On June 15, 2017, global information technology professional association ISACA (formerly known as the Information Systems Audit and Control Association) released guidance advocating the use of blockchain technology for business applications. In its recently released tech brief, “Blockchain Basics,” the association labels the technology as a “21st century variant of the transaction ledger,” a tool that has aided society since ancient times and which now plays a key role in record keeping and financial markets. As a result, ISACA believes that, due to its ability to facilitate efficiency and integrity in key industries, blockchain technology will have a large impact on global business systems. Ron Hale, chief researcher at Cooraclare Institute and former Chief Knowledge Officer (CKO) at ISACA, believes these features have inspired an increase in demand for the technology throughout the corporate world.

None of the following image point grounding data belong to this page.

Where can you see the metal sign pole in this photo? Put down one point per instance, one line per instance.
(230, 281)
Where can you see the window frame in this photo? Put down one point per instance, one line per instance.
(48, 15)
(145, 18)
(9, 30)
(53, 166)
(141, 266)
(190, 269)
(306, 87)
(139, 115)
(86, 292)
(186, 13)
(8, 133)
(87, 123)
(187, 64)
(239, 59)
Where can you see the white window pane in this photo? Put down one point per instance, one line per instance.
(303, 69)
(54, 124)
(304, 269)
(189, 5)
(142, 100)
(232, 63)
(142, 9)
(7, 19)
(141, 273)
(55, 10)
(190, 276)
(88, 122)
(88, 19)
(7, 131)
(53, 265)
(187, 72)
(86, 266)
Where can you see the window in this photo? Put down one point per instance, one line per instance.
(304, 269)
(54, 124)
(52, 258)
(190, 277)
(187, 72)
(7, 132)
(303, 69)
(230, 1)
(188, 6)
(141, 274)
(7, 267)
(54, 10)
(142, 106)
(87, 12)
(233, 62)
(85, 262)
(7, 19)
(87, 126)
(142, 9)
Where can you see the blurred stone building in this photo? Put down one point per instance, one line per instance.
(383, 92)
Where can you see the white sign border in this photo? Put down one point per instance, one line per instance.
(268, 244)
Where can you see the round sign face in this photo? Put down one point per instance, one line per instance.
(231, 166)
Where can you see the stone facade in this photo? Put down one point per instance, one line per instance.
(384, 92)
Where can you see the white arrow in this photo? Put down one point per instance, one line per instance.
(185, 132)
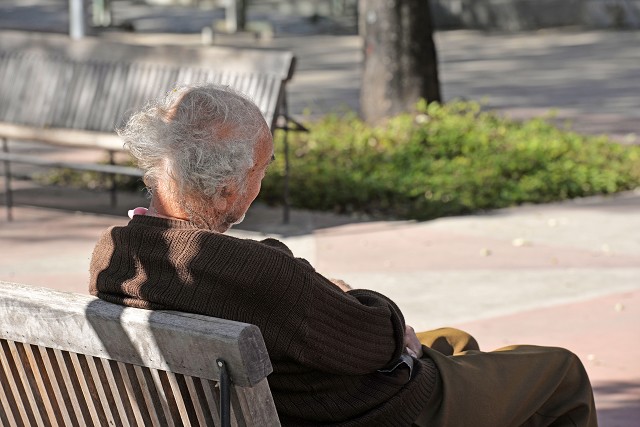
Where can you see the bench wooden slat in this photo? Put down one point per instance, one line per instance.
(93, 167)
(170, 331)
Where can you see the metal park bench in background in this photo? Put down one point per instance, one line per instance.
(74, 93)
(71, 359)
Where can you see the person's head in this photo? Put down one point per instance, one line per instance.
(204, 150)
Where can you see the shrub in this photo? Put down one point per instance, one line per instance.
(445, 160)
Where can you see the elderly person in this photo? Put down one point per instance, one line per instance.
(341, 356)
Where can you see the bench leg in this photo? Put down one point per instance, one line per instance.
(112, 182)
(225, 394)
(7, 182)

“Of all the emerging technologies we’re currently seeing, blockchain has the potential to have the biggest impact on businesses and society at large,” Hale said. “Enterprises are increasingly looking at how they can adopt this technology and revolutionize how they deliver products and services—in fact, LinkedIn data show job postings requiring blockchain skills have tripled in the past year.”

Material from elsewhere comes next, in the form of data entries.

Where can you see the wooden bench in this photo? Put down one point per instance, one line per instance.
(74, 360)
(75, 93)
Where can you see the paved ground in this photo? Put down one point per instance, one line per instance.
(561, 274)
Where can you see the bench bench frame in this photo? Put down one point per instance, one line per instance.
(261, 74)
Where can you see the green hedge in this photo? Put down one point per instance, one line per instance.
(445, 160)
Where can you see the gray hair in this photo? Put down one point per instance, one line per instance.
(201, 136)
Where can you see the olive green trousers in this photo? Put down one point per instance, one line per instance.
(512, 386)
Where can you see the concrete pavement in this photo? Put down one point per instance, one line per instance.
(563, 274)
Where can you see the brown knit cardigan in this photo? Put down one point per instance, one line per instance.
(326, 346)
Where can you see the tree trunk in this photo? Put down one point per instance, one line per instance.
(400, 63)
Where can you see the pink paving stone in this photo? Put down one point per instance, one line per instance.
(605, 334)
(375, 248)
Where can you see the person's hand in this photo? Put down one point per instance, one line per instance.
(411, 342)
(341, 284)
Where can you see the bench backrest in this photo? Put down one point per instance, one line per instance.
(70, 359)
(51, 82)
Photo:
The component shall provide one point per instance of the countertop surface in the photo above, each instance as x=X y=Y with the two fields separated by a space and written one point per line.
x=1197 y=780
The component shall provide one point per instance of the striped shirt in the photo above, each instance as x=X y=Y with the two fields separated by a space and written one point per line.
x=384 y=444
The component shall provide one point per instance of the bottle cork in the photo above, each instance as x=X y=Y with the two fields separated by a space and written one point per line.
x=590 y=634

To support its research, the association relied on data from professional service company Accenture, which found that blockchain technology could reduce costs across multiple segments of business such as central finance reporting (70 percent), central operations (50 percent), and compliance (50 percent).

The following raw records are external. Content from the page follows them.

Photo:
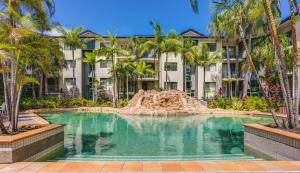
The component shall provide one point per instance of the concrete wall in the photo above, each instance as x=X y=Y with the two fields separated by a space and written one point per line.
x=278 y=144
x=31 y=145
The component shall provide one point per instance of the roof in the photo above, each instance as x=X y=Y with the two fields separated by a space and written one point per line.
x=193 y=33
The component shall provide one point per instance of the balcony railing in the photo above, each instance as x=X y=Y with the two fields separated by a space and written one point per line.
x=149 y=76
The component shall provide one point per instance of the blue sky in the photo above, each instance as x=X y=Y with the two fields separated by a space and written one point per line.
x=132 y=17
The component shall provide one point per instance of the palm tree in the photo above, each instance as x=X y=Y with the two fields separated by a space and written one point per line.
x=172 y=45
x=296 y=69
x=203 y=57
x=156 y=45
x=91 y=59
x=72 y=40
x=109 y=53
x=187 y=55
x=19 y=44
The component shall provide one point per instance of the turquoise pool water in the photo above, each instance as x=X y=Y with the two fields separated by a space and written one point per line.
x=97 y=137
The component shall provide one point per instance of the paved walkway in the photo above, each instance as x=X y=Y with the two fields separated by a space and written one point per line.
x=234 y=166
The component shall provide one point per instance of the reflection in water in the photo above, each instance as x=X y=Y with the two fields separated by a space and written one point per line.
x=91 y=135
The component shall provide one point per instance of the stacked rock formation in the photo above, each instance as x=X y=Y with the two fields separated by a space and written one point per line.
x=162 y=103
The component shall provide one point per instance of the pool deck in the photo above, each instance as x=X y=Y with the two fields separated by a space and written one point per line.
x=82 y=167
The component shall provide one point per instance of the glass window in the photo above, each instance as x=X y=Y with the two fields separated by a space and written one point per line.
x=71 y=64
x=210 y=87
x=104 y=44
x=231 y=51
x=90 y=45
x=69 y=81
x=171 y=66
x=212 y=47
x=66 y=47
x=105 y=64
x=196 y=42
x=171 y=85
x=211 y=68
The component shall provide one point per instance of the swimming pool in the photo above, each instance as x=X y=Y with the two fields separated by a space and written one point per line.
x=104 y=137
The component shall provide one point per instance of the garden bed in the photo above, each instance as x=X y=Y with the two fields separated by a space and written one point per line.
x=31 y=145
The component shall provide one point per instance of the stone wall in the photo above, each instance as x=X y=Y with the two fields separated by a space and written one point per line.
x=31 y=145
x=276 y=143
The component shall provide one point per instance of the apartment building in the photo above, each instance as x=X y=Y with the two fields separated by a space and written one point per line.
x=216 y=75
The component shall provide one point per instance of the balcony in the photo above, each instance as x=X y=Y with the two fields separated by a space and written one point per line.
x=149 y=77
x=233 y=75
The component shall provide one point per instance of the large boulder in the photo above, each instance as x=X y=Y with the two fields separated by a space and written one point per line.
x=162 y=103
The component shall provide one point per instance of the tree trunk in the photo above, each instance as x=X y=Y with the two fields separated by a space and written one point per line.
x=184 y=74
x=41 y=85
x=127 y=95
x=254 y=71
x=114 y=82
x=228 y=69
x=166 y=71
x=237 y=69
x=248 y=73
x=295 y=62
x=204 y=87
x=73 y=74
x=283 y=70
x=33 y=91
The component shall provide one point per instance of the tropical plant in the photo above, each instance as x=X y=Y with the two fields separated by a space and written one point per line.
x=20 y=47
x=187 y=56
x=71 y=39
x=203 y=57
x=110 y=52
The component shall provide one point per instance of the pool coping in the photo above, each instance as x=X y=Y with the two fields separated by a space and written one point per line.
x=210 y=166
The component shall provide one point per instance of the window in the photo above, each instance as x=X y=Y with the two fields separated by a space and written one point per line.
x=231 y=51
x=211 y=68
x=104 y=44
x=104 y=82
x=66 y=47
x=71 y=64
x=195 y=42
x=171 y=66
x=171 y=85
x=212 y=47
x=90 y=45
x=210 y=87
x=105 y=64
x=70 y=81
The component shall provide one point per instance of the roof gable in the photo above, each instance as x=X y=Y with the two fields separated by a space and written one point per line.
x=192 y=33
x=88 y=34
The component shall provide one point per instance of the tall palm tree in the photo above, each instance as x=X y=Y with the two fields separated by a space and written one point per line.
x=172 y=45
x=19 y=43
x=109 y=53
x=238 y=15
x=203 y=57
x=91 y=59
x=187 y=55
x=280 y=61
x=72 y=39
x=296 y=69
x=157 y=45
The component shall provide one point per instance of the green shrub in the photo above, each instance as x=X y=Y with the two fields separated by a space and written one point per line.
x=249 y=104
x=237 y=104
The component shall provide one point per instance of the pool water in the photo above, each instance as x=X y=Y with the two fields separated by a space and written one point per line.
x=99 y=137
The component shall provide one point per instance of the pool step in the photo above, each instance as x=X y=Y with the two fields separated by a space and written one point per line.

Despite noting that average investments in blockchain projects in 2017 are projected to cost close to $1 million, the association feels that blockchain technology has risks that business professionals should consider such as scalability, transaction costs, uncorroborated development, vulnerabilities, and access control. As a result, the organization recommends that companies looking to capitalize upon blockchain ask the following five questions before making an investment into the technology:
- How does blockchain compare to the current ledger infrastructure? Do enough potential savings exist to justify the investment?
- Does our organization have the capabilities required to innovate alongside an emerging technology?
- Does joining a blockchain collaborative such as Hyperledger make sense for our organization or should we leverage a commercial implementation?
- How do we manage the cost per transaction when using a particular blockchain? Is this a fixed price or does it vary with volume?
- Does our organization’s industry group have a blockchain established or on the horizon?
In addition to the Blockchain Basics tech brief, which is available for free on its website, the association offers for purchase a detailed research report, Blockchain Fundamentals: An Inside Look at the Technology with the Potential to Impact Everything.